Harley-Davidson qui ne veut pas répercuter l’augmentation des droits de douane sur ses clients au risque de faire plonger ses ventes européennes et de « menacer la viabilité des concessionnaires » a donc annoncé qu’il allait déplacer une partie de sa production. Les motos destinées à l’exportation seront désormais fabriquées dans ses usines internationales hors du territoire américain.
Le groupe, qui vend quelque 40.000 motos par an en Europe, son 2e marché après les Etats-Unis, n’a pas spécifié dans quelles usines il allait transférer sa production ni si cela allait entraîner des réductions d’emplois sur le sol américain. Harley-Davidson a des usines au Brésil, en Inde, en Australie et une en cours de construction en Thaïlande.

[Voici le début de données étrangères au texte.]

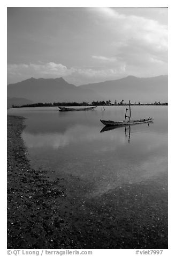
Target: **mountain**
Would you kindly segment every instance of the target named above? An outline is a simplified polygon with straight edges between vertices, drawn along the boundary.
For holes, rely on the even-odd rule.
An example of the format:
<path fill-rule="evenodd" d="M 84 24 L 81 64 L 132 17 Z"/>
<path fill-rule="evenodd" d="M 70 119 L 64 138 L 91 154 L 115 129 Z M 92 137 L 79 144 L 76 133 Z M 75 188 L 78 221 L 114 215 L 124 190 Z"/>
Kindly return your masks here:
<path fill-rule="evenodd" d="M 168 102 L 168 75 L 139 78 L 133 76 L 114 81 L 80 86 L 84 89 L 93 89 L 101 98 L 110 99 L 113 103 L 123 99 L 124 102 Z"/>
<path fill-rule="evenodd" d="M 79 87 L 67 83 L 62 77 L 55 79 L 32 77 L 9 84 L 7 96 L 27 98 L 33 103 L 92 102 L 104 99 L 110 99 L 112 103 L 116 99 L 117 102 L 122 99 L 124 102 L 131 99 L 132 103 L 168 102 L 168 76 L 147 78 L 128 76 L 117 80 Z"/>
<path fill-rule="evenodd" d="M 32 101 L 24 98 L 9 98 L 7 97 L 7 109 L 11 108 L 13 105 L 14 106 L 21 106 L 27 104 L 32 104 Z"/>
<path fill-rule="evenodd" d="M 34 103 L 92 102 L 101 99 L 90 89 L 76 87 L 62 77 L 49 79 L 31 78 L 7 86 L 7 96 L 27 98 Z"/>

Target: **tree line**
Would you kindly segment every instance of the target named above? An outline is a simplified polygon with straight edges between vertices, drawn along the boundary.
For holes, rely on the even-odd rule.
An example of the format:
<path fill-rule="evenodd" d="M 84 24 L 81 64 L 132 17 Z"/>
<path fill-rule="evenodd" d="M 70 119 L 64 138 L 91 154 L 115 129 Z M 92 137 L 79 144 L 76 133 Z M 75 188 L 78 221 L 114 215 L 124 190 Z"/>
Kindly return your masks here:
<path fill-rule="evenodd" d="M 91 103 L 86 102 L 54 102 L 51 103 L 42 103 L 39 102 L 38 103 L 27 104 L 22 105 L 21 106 L 12 105 L 12 108 L 32 108 L 38 106 L 114 106 L 114 105 L 127 105 L 128 103 L 124 103 L 124 99 L 121 101 L 117 102 L 116 99 L 113 103 L 111 103 L 111 101 L 94 101 Z M 131 103 L 132 105 L 168 105 L 168 102 L 161 103 L 160 102 L 155 101 L 154 103 L 141 103 L 140 101 L 138 103 Z"/>

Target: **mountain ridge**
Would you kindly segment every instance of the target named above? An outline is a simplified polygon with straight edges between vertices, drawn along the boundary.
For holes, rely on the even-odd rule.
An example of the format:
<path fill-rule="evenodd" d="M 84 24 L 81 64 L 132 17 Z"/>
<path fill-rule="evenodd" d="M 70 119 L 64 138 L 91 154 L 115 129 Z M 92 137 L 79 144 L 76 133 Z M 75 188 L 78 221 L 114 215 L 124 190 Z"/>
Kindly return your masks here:
<path fill-rule="evenodd" d="M 150 77 L 129 75 L 115 80 L 76 86 L 62 77 L 30 79 L 7 85 L 7 96 L 27 98 L 34 103 L 92 102 L 97 100 L 168 102 L 168 76 Z"/>

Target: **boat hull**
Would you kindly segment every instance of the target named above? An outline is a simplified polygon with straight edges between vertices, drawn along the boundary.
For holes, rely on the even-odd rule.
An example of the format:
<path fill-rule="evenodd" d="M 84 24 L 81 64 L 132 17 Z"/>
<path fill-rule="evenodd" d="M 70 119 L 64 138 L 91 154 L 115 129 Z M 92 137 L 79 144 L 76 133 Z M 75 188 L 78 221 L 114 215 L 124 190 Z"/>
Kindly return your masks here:
<path fill-rule="evenodd" d="M 115 122 L 110 120 L 101 120 L 101 122 L 106 126 L 130 125 L 131 124 L 142 124 L 153 122 L 153 118 L 147 118 L 140 120 L 131 120 L 130 121 Z"/>
<path fill-rule="evenodd" d="M 59 111 L 61 112 L 65 112 L 65 111 L 88 111 L 88 110 L 94 110 L 96 106 L 92 106 L 90 108 L 79 108 L 79 109 L 73 109 L 71 108 L 64 108 L 64 107 L 60 107 L 58 106 L 59 108 Z"/>

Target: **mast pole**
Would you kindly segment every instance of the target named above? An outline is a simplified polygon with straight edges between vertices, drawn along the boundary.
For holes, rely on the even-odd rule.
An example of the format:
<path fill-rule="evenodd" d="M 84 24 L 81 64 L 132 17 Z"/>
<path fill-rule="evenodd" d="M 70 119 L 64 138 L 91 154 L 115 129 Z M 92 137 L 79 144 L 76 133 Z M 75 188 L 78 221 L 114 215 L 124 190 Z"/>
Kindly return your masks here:
<path fill-rule="evenodd" d="M 131 102 L 130 100 L 130 119 L 131 119 Z"/>

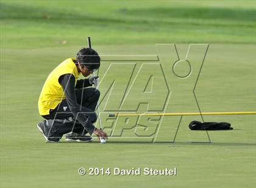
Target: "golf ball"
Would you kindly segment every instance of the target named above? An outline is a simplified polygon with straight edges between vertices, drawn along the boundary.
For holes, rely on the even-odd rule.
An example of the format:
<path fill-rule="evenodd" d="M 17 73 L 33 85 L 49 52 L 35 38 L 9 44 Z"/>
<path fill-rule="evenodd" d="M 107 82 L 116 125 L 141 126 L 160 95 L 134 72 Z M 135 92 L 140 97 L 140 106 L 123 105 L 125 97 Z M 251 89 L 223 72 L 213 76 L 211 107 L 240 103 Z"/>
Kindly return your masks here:
<path fill-rule="evenodd" d="M 101 143 L 105 143 L 106 139 L 105 138 L 101 137 Z"/>

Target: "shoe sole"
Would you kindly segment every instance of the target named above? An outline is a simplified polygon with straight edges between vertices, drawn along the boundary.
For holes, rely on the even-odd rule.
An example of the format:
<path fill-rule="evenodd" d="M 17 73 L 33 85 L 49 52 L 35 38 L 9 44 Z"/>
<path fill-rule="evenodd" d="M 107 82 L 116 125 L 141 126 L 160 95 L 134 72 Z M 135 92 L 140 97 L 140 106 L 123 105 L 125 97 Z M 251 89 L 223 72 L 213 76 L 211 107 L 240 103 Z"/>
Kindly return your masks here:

La compagnie prévoit que le coût immédiat des tarifs ainsi que les investissements liés au transfert de production affectent les comptes de l’entreprise à hauteur de 30 à 45 millions de dollars pour la fin de l’année 2018. Sur un exercice entier, le coût se chiffrera entre 90 et 100 millions de dollars. Non seulement le constructeur est touché par les taxes sur ses motos mais les droits qui frappent les échanges d’acier renchérissent aussi le coût de cette matière première, avait déjà prévenu en avril le directeur financier du groupe.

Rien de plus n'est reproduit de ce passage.